If you have trouble printing these, please save them to your desk top or in any file and the file. If you subscribe to this blog, don’t try to print from the email that you receive from WordPress. Also, if you have upgraded to Windows 10, you might not be able to open my files unless you make some changes. Check out my FAQ for more help.
Some students take meticulous care in writing their melody. Others dash it off as just one more thing they have to hurry through! Some like to add words and others want to change my rhythm all around. It’s interesting to watch their reaction and it’s fine with me! My rule is that it has to end on the tonic to work with my melody.
If you’ve never seen this kind of composing sheet, here is a quick tutorial.
- Use any 5-finger position.
- Sing the first 8 measures.
- Clap and count the rhythm of the last 8 measures until they know it well.
- Students write in the finger numbers they want to use inside the flower pictures.
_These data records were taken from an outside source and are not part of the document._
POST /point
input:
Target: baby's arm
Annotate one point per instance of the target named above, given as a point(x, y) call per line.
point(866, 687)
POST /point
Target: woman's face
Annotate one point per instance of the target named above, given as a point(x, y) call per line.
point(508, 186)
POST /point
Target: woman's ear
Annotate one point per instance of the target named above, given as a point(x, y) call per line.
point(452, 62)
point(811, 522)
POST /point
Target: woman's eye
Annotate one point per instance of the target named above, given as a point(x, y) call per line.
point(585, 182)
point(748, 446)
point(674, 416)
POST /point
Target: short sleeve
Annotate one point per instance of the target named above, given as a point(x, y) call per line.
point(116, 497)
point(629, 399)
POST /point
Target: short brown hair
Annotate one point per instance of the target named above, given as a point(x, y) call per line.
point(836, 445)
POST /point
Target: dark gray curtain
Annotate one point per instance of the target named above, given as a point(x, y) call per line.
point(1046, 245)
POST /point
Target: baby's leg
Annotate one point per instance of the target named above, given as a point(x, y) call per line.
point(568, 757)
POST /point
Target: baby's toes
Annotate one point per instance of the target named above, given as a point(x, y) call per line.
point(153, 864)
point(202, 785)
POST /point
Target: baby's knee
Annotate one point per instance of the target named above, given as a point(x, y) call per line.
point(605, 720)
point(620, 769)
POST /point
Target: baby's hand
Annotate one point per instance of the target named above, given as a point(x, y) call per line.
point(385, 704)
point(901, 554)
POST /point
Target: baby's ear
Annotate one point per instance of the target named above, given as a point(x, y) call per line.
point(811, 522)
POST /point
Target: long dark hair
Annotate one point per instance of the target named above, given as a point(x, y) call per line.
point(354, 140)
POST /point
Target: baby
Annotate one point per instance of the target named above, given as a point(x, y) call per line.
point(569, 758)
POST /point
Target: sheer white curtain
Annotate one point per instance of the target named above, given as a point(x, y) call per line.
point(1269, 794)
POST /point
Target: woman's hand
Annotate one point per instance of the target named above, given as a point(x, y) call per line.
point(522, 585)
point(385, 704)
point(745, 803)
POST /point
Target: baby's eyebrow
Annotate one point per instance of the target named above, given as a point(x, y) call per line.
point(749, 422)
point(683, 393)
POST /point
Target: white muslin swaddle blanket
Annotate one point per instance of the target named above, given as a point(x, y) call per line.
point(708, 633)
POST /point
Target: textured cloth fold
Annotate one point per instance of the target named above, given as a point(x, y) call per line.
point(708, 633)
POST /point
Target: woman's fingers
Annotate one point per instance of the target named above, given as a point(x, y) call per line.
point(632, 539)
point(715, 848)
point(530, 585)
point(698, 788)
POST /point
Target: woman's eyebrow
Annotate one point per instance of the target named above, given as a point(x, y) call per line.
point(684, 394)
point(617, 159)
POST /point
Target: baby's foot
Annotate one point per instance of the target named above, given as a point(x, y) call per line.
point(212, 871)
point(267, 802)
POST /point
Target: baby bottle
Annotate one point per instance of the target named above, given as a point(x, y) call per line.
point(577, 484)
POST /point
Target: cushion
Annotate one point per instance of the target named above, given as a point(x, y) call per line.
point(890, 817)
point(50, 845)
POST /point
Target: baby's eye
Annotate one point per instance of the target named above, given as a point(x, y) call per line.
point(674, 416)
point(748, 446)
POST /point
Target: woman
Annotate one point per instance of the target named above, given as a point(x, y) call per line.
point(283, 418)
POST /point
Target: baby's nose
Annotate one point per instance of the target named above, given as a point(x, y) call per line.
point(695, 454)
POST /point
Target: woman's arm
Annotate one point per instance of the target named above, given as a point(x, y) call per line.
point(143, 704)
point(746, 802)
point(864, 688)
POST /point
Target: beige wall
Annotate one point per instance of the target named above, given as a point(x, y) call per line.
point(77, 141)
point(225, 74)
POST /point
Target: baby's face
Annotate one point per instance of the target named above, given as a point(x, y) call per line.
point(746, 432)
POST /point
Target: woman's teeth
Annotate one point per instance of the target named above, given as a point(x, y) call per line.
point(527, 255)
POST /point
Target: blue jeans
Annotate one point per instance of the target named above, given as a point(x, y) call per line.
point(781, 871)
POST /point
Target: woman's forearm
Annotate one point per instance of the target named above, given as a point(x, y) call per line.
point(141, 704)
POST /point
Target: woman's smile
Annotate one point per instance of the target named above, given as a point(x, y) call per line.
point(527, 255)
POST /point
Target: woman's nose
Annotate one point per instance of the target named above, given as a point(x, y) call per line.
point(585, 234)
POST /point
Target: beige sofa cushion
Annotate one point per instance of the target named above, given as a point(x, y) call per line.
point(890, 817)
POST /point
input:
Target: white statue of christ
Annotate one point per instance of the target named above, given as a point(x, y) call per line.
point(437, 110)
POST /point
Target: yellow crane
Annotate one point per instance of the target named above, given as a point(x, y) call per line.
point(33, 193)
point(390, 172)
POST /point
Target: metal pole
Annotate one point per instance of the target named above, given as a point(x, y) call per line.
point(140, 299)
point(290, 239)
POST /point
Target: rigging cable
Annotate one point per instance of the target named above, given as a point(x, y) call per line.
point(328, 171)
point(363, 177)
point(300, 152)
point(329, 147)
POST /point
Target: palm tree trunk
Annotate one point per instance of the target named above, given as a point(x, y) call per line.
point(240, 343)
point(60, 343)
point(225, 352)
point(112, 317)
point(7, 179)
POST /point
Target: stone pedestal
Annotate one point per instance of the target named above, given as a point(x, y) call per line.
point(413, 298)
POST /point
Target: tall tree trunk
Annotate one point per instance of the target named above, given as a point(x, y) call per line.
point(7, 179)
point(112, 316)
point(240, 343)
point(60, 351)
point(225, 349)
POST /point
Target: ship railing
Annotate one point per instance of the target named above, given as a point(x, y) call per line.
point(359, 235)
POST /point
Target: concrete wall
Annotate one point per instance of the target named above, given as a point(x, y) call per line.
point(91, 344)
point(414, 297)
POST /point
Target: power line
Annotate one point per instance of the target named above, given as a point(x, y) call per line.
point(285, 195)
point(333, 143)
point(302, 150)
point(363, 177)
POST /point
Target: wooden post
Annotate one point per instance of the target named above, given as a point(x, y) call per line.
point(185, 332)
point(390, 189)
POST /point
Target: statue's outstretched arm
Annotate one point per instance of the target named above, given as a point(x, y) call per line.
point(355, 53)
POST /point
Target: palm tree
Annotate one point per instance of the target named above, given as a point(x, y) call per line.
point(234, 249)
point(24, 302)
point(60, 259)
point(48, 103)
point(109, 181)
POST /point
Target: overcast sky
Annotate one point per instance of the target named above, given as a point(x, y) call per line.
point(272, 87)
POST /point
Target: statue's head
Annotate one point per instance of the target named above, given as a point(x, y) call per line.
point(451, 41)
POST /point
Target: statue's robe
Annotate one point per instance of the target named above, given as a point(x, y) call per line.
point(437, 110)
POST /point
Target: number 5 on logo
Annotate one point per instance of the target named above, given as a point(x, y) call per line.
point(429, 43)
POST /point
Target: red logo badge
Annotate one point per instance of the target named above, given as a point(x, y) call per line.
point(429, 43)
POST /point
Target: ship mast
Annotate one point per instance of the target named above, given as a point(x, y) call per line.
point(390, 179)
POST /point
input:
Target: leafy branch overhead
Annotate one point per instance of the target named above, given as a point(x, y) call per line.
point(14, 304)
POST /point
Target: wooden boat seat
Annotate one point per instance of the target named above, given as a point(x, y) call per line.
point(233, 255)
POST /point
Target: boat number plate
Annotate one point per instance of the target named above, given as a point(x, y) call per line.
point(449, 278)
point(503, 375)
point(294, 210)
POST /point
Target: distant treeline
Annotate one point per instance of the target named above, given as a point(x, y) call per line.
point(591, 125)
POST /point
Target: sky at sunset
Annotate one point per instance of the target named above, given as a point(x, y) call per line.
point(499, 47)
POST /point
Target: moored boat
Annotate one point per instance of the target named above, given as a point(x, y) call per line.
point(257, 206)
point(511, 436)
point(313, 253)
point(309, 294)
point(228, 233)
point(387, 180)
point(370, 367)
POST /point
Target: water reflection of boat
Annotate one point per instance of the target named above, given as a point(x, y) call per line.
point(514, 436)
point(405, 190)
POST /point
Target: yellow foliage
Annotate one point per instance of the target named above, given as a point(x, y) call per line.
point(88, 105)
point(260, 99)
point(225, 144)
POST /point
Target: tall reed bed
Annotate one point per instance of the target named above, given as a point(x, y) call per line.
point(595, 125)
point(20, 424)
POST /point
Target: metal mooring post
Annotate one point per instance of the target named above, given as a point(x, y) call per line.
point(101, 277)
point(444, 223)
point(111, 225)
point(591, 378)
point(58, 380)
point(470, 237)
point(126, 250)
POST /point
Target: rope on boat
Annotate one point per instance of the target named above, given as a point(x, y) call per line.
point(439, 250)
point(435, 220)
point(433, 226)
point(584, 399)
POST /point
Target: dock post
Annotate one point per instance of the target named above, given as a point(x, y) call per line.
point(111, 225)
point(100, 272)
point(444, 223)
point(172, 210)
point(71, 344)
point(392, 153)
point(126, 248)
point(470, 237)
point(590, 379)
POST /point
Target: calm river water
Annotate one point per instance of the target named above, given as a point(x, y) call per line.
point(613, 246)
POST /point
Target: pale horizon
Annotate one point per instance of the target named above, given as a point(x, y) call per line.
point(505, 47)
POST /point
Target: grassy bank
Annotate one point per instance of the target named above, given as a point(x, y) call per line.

Be sure to use pencil! A good composer is always revising!
- Optional: Laminate and add a bow as a Mother’s Day present!
- Follow the same directions as above, except students write their melody on the staff.
- Students who are more advanced like to write in chords or notes in the l.h. and melody in the right.
- Beginning students limit their melody to the right hand in C position.
- Explain a good sounding melody often will end on the 5th note of the scale in measure 12 and the tonic key note in the last measure. This is a great opportunity to discuss how to write a good melody.
I created this game about five years ago for a group class I had near Valentine’s Day. It was an older group with middle school and high school age students. I told them it was a game to test them on the dreaded ledger line notes! But I also included all the notes so I could use it with more students.
They had a lot of fun playing it, stealing the same cards back and forth and trying to figure out the really hard ledger lines. They laughed a lot and I was glad that I had a game this group enjoyed.
There were really only two problems with this game in the original form:
- It used a whole lot of red ink.
- I could never remember the rules!
With that in mind and with Valentine’s coming up, I remade it. I cut the amount of red ink by about 80%. If you don’t want to use all the difficult ledger line cards, you don’t have to print them because they are on a separate page. And the game directions are included in the PDF file, so you can print them and keep it with the game.
I hope these revisions will encourage more teachers to try it. It works well with any age student and it is lots of fun.
It can also be modified for use in a private lesson.
- To review the names of notes on the grand staff.
- To learn identify ledger line notes in the bass and treble staves.
- Print a game board for each player.
- Print and cut the small note cards along the dotted lines.
- Place a stack of the little heart cards face down in reach of everyone.
- The first player draws a card, names the note, and places the card on an empty heart on his/her game board.
- Give students time to figure out the note.
- If a student draws a “Steal a Heart” card, he may take a heart card from the game board of the person on his right, but he must name the note he is stealing.
- If he draws a “Be Mine” card, he puts it over a card he has already placed on his board to protect it, and then draws another card. The other players cannot steal a card that is “protected” with the “Be Mine” card.
- If the player draws a “Give my Heart” card, he gives one of his cards to the player on his right, who must name the card before he can accept it.
- Feel free to modify the rules or change the way the game is played.